I have been interested in Bernard Lonergan’s work for many years. Even though his writings on ethics have been very limited, I found that what he did say gave me important guidance as I faced my own ethical decisions. Yet I had many questions about his ideas, and especially how to understand the proper place of feelings in ethical reflection and action. After many long efforts to make sense of these things, I finally came to some ideas that I thought were worth sharing.
What inspired you to write this book, The Ethics of Discernment?
The immediate occasion was debates about physician assisted suicide. Some of those who favor this policy have argued that every human being has the right to write the story of her or his life, and the most important chapter of our story is the last one, how we die. Therefore we should have the right to decide how we die. I found this argument quite unsatisfactory and disturbing. Yet Lonergan said repeatedly that it is that human choices and actions are “the work of the free and responsible subject producing the first and only edition” of his or her life. And yet he would have come to the complete opposite conclusion about physician assisted suicide.
I originally set out to understand how his approach to ethics, seemingly sharing a basic vision about human responsibility for the course of one’s life, could lead to so different a conclusion. While I do not explicitly address physician assisted suicide in this book, I believe I have articulated an approach to ethics that provides the basis for addressing this important issue.
How long did it take you to write your latest book?
About 10 years; in part because of administrative responsibilities during several years between inception and completion of the book.
What do you find most interesting about your research into Bernard Lonergan?
What was most interesting was what I learned about feelings, what kinds of consciousness of values and ethical options they are, how they interact with one another, what kinds of conflicts and resolutions and transformations come about through feelings, and how feelings combine with reasoning in ethical deliberation.
What do you wish other people knew about your area of research?
What an important thinker Bernard Lonergan is.
What’s the most surprising thing you discovered during the course of this project?
The parallels between Lonergan’s account of the scale of higher values and his account of the organization of social and cultural life.
Did you have to travel much during the research/writing of this book, The Ethics of Discernment?
I presented early drafts of some chapters of my book at various conferences and received helpful responses.
What was the hardest part of writing your book?
Trying to keep it shorter.
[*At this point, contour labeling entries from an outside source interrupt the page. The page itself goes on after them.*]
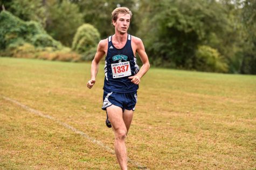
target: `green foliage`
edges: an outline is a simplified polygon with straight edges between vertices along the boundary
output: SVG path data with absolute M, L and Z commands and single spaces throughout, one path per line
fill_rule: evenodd
M 197 70 L 209 72 L 227 72 L 227 65 L 222 61 L 219 53 L 207 46 L 199 46 L 196 53 Z
M 4 50 L 25 42 L 36 47 L 51 46 L 60 49 L 61 44 L 46 34 L 36 21 L 25 22 L 8 11 L 0 13 L 0 45 Z
M 32 42 L 36 47 L 53 47 L 60 48 L 60 43 L 54 40 L 51 36 L 46 34 L 35 35 L 32 39 Z
M 92 61 L 95 56 L 95 54 L 97 51 L 97 47 L 94 46 L 86 50 L 84 53 L 81 54 L 81 59 L 83 61 Z
M 216 3 L 205 1 L 150 1 L 149 4 L 142 1 L 144 6 L 149 7 L 142 13 L 146 17 L 139 33 L 148 39 L 145 45 L 153 63 L 195 69 L 197 46 L 203 43 L 211 32 L 222 30 L 226 22 L 226 17 L 219 17 L 217 13 L 222 13 L 223 9 Z M 149 34 L 153 36 L 149 37 Z
M 114 27 L 112 24 L 111 13 L 117 5 L 128 7 L 132 10 L 134 16 L 136 16 L 137 11 L 137 9 L 135 8 L 135 4 L 137 1 L 134 0 L 73 1 L 77 1 L 80 11 L 84 15 L 85 23 L 94 26 L 100 32 L 102 39 L 114 34 Z M 136 17 L 132 19 L 133 21 L 136 19 Z M 137 28 L 135 23 L 132 21 L 129 32 L 131 34 L 134 34 Z
M 45 26 L 46 9 L 42 1 L 13 0 L 8 10 L 25 21 L 34 20 Z
M 93 26 L 85 24 L 80 26 L 74 38 L 72 49 L 83 53 L 96 46 L 100 41 L 100 33 Z
M 1 55 L 63 61 L 80 60 L 79 55 L 54 40 L 38 23 L 24 21 L 8 11 L 0 13 L 0 22 Z
M 240 72 L 256 74 L 256 1 L 246 0 L 243 3 L 242 18 L 246 32 L 243 44 Z
M 46 31 L 53 38 L 71 46 L 77 28 L 84 23 L 77 5 L 69 1 L 49 4 Z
I was not successful.
What did you learn from writing your book?
I learned a great deal about the Ignatian tradition of discernment, and just as importantly, I learned a great deal about myself.
What are your current/future projects?
I am currently working on the most recent developments in physics concerning the origin and evolution of the universe, and their implications for religious faith.
What do you like to read for pleasure? What are you currently reading?
Rebecca Skloot’s The Immortal Life of Henrietta Lacks
What is your favourite book?
Marilynne Robinson’s Gilead. It is one of the most engaging books I ever read. It is a novel cast as the story a dying preacher writes out of deep love for his very young son, since he will not be around to care for and guide him as he grows up. He situates his own life story and faith journey in the broader context of his extended family, and his extended family in the context of American history, especially the American struggles with slavery and race. It also narrates the special care he puts into composing his sermons, and the influences of a wide range of theological thinkers on his efforts to communicate with his parishioners.
If you weren’t working in academia, what would you be doing instead?
I have wanted to be a teacher from the time I was in elementary (grammar) school. So if I had not become a university teacher, I would hope that I would have been a teacher in some fashion. But another attractive alternative for me has been a career as a social worker.
Patrick H. Byrne is a professor in the Department of Philosophy and director of the Lonergan Institute at Boston College.